Depois que o governo construiu uma pista de pouso na década de 1970, o uso de barcos voadores cessou. “De repente, as coisas aceleraram um pouco”, disse Makiiti. Mas, em muitos aspectos, a vida em Lord Howe permanece inalterada. Os moradores mantêm suas portas destrancadas e não há serviço de telefonia celular fora das redes Wi-Fi domésticas.
Este isolamento criou desafios, mas os residentes encontraram formas únicas de se adaptarem. Não existe escola secundária, o que significa que todas as crianças devem frequentar o ensino à distância ou frequentar internatos no continente. Comprar qualquer coisa exige muito planejamento, pois todas as importações, inclusive alimentos, devem chegar ao cargueiro a cada duas semanas.
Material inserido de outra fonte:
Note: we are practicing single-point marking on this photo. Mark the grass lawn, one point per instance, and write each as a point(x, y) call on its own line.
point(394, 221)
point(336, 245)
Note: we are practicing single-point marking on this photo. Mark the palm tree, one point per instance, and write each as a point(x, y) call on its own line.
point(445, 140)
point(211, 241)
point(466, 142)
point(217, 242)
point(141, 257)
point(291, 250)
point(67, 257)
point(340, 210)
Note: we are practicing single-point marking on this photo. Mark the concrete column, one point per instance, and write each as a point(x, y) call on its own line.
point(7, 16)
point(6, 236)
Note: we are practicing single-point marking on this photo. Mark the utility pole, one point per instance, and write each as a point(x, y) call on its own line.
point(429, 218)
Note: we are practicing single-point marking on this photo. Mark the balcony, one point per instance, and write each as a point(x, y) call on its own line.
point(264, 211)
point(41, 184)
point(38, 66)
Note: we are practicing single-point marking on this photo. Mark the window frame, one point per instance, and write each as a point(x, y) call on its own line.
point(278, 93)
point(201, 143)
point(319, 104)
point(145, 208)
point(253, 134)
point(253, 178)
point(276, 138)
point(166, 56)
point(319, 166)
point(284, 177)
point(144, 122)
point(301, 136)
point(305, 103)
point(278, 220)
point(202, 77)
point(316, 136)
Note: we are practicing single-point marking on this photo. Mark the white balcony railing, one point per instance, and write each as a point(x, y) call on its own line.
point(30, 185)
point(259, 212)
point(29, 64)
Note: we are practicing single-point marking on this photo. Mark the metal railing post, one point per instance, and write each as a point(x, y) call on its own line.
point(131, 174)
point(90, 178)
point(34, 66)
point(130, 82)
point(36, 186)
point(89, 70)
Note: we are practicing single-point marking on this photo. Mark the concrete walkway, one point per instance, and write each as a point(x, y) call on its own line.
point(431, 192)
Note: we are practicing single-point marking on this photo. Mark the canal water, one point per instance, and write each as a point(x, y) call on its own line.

O custo de vida é três vezes maior do que no continente – uma maçã custa US$ 2 (R$ 10,90) e um litro de gasolina e um litro de leite custam US$ 2,66 (R$ 14,50) cada, disse Riddle.
Muitos ilhéus compensam parcialmente estes custos através da agricultura e jardinagem – no clima subtropical da ilha, podem cultivar quase tudo, desde tubérculos a abacates, e têm culturas nativas, como limões selvagens. Existe também um sistema de troca entre pessoas, gratuito.
“É um aspecto muito legal de uma comunidade conectada, onde você compartilha tudo e, Quando há muita coisa, todos se beneficiam também“, disse Matassoni.
Sustentabilidade no DNA
Apesar dos desafios, os residentes sentem-se sortudos por viverem como vivem – rejeitando o excesso com uma mentalidade de “reutilizar, reduzir e cuidar”, disse Makiiti. É um lugar tranquilo onde as pessoas passam o tempo livre surfando, nadando e caminhando, e quase todo mundo anda de bicicleta.
O respeito pelo meio ambiente é “inculcado em nós desde muito jovens”, disse Matassoni, “porque somos guardiões desse meio ambiente”. Moradores e visitantes “estão muito conscientes de coisas simples, como não jogar uma embalagem de sorvete no chão”, disse Hutton.
Sobre 80% da eletricidade da ilha é gerada por uma rede solar comunitária, disse Hutton. Todos também são obrigados a separar o seu próprio lixo e levá-lo para a unidade de gestão de resíduos da ilha. Tudo o que não pode ser reutilizado, compostado ou reciclado é transformado em cobertura morta para jardim.
“Ninguém gosta de burocracia, mas todos entendem que agimos assim para manter nosso estilo de vida e o meio ambiente como estão. Eles também entendem que todos temos muita sorte de estar aqui”, disse Matassoni.
Makiiti diz que a Bowker Beach House presta atenção aos pequenos detalhes – os produtos de higiene pessoal e as xícaras de café são reutilizáveis, e eles até enviam cápsulas de café de volta para a Nespresso. Os ovos postos pelas galinhas da casa de praia são colocados em recipientes reutilizáveis.
Os moradores “sempre usam a analogia de que menos é mais“, disse Riddle. “Quanto mais tempo conseguirmos manter a ilha mais única, mais únicos seremos no mundo.”